Currently, diabetes is a chronic disease that affects a large part of the population. Among the varieties of diabetes we find type 1 and 2 diabetes, gestational diabetes, and diabetes caused by surgery, among other causes. Of these, only type 2 diabetes can be operated by means of metabolic surgery in patients with an overweight of more than 15 kg or obesity.
What does diabetes surgery consist of?
The most effective diabetes surgery consists of diverting the food so that it does not pass through the whole intestine, but through a part that specialists in general surgery calculate as necessary to absorb less sugar and less fat. In this way, glycemia, cholesterol and triglycerides are normalized, weight is lost, arterial hypertension is improved, snoring disappears and mobility is improved.
What advances does diabetes surgery involve?
The importance of the inclusion of surgery in the treatment of diabetes lies in the fact that it is the only one that has modified the course of the disease in overweight patients. Thanks to this development, the person can stop all medication, including insulin.
Moreover, it is an economic advantage, since it is cheaper to operate on patients than to provide them with drugs throughout their lives and to take on their complications: heart attacks or strokes, loss of vision, kidney damage with dialysis or transplantation, amputation of lower limbs, impotence, etc. In addition, survival and quality of life are greater with diabetes surgery.
Finally, the evidence that diabetes surgery is superior to medical treatment for glycemic control in the obese patient is increasingly notable.
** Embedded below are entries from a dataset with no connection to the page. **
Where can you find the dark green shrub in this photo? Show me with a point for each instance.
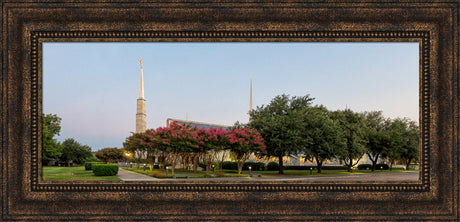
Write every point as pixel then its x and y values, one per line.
pixel 382 166
pixel 105 169
pixel 364 166
pixel 334 168
pixel 299 167
pixel 229 165
pixel 88 165
pixel 273 166
pixel 259 166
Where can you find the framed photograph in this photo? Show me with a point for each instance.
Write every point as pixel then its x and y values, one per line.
pixel 52 58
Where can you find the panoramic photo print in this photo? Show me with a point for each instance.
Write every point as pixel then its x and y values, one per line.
pixel 252 111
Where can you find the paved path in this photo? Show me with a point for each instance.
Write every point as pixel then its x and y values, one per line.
pixel 407 176
pixel 127 175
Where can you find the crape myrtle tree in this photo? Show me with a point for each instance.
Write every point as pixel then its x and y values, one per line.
pixel 109 155
pixel 74 152
pixel 378 137
pixel 134 144
pixel 51 148
pixel 182 139
pixel 353 130
pixel 323 139
pixel 278 123
pixel 210 143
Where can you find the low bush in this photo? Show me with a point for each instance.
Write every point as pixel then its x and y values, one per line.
pixel 259 166
pixel 364 166
pixel 229 165
pixel 88 165
pixel 203 165
pixel 334 168
pixel 273 166
pixel 105 169
pixel 160 175
pixel 299 167
pixel 382 166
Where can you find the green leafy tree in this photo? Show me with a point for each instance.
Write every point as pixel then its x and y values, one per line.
pixel 109 155
pixel 353 128
pixel 51 126
pixel 278 123
pixel 322 136
pixel 72 151
pixel 404 141
pixel 378 138
pixel 243 142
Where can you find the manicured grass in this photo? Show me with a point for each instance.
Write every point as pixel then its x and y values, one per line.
pixel 190 173
pixel 73 174
pixel 245 173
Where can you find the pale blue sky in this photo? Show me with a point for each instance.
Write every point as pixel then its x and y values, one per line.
pixel 93 87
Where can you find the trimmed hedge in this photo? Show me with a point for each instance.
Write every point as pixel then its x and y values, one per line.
pixel 88 165
pixel 259 166
pixel 364 166
pixel 229 165
pixel 315 167
pixel 105 169
pixel 382 166
pixel 273 166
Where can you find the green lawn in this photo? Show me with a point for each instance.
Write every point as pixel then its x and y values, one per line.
pixel 73 174
pixel 190 173
pixel 80 174
pixel 245 173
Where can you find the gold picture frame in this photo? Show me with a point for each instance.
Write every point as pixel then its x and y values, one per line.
pixel 27 24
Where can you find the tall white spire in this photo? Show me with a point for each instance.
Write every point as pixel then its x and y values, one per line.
pixel 141 116
pixel 141 87
pixel 250 99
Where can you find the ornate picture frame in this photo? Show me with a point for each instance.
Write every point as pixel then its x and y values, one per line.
pixel 27 24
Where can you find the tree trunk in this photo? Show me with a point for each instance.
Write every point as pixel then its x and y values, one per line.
pixel 408 163
pixel 240 166
pixel 374 160
pixel 195 163
pixel 208 167
pixel 319 165
pixel 281 167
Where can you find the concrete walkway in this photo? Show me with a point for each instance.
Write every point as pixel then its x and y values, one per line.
pixel 127 175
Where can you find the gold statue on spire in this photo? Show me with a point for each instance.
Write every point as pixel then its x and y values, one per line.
pixel 140 60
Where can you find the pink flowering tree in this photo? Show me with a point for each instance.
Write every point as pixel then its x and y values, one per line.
pixel 243 142
pixel 208 144
pixel 182 140
pixel 135 145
Why is its application slow?
There are many reasons for this situation. On the one hand, there are a large number of physicians who continue to ignore the superior results of surgery over medical treatment. Others are unaware that today’s operations are very different from those of a few years ago, diabetes surgery has developed rapidly and steadily over the last decade.
How have you contributed to the development of this surgery?
Firstly, with the preparation of a consensus document between different medical societies so that the surgery could be performed in Spain. Also, by improving the gastroileal bypass technique to the point of performing the surgeries in 30 minutes, with minimum risks and a very fast recovery, with a hospital stay of 48 hours or less. In addition, patients can eat normally after surgery, something that does not happen with stomach reductions.
Thanks to this intervention, type 2 diabetes is resolved, normalizing glycemia, withdrawing all types of medication, including insulin, and stopping the appearance of diabetes-related complications such as heart attacks or strokes, loss of vision, kidney damage with dialysis or transplantation, lower limb amputations, impotence, among others.
Is the gastroileal bypass only useful for diabetes?
The gastroileal bypass is designed to solve the metabolic syndrome as a whole, not only diabetes, thus improving survival and giving patients a better quality of life. The people to whom the intervention is recommended are type 2 diabetics who are more than 15 kg overweight. This type of operation is not feasible for type 1 diabetes, nor for thin people.